Fulgencio afirmó que los agentes de las fuerzas de seguridad han centrado todos sus esfuerzos en la búsqueda de los niños en Godella y los municipios cercanos, porque la pareja no tenía automóvil propio y todo parece indicar que no estarían muy lejos.

Los investigadores trasladaron a los padres de los niños al cuartel de la Guardia Civil de Moncada para interrogarlos por separado y tratar de averiguar dónde se encuentran los menores. Los progenitores tienen diagnosticados problemas mentales y han dado absurdas explicaciones sobre la desaparición de sus hijos.

Una amiga de la pareja vio a los niños el miércoles por la tarde cuando acudió a la casa para llevar algunos alimentos.
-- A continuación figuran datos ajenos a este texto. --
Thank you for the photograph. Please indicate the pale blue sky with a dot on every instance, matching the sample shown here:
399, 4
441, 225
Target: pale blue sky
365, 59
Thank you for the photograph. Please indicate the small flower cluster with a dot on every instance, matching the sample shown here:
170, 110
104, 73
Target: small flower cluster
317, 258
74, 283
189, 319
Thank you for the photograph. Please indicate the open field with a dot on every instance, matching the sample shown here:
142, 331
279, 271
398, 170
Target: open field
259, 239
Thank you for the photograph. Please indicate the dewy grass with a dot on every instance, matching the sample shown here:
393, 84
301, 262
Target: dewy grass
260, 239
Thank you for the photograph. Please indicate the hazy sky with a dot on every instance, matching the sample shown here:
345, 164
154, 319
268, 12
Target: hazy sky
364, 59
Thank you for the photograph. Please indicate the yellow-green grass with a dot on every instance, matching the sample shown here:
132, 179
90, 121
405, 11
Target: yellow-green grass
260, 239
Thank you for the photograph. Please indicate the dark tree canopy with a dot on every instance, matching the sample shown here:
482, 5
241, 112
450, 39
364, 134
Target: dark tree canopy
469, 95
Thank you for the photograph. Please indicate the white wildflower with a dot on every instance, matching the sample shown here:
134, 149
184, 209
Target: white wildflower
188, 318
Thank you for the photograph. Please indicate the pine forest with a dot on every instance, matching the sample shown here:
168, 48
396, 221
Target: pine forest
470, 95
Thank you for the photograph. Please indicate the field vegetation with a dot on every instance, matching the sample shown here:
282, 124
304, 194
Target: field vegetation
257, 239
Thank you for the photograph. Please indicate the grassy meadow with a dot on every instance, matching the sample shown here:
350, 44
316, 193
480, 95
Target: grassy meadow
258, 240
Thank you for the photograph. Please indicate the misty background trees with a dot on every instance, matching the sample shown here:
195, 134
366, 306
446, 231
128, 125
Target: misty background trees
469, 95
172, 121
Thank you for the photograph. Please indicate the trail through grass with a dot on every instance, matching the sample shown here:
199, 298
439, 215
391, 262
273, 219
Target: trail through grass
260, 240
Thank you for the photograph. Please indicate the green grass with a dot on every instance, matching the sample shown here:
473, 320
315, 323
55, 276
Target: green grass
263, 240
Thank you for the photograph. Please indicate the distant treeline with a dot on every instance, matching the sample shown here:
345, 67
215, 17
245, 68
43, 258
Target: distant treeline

Esta es la última vez que fueron vistos con vida los pequeños. El niño de mayor edad está matriculado en el colegio público San Sebastián de Rocafort, aunque no acudía a clase desde mediados del mes de febrero, según fuentes municipales.

Detenida

La Guardia Civil ha detenido a la madre de los dos niños desaparecidos y hallados muertos en Godella. El padre ha quedado como investigado y el caso sigue abierto, según fuentes de la investigación.

La detención se ha producido después de varias horas de interrogatorio con versiones contradictorias de los padres, cuando la madre ha conducido a los investigadores hasta el lugar donde estaban semienterrados los cadáveres de la niña de cinco meses y del niño de tres años y medio.

Tras ser arrestada, el padre sigue como investigado y la investigación sobre la muerte de los menores sigue abierta, según las mismas fuentes.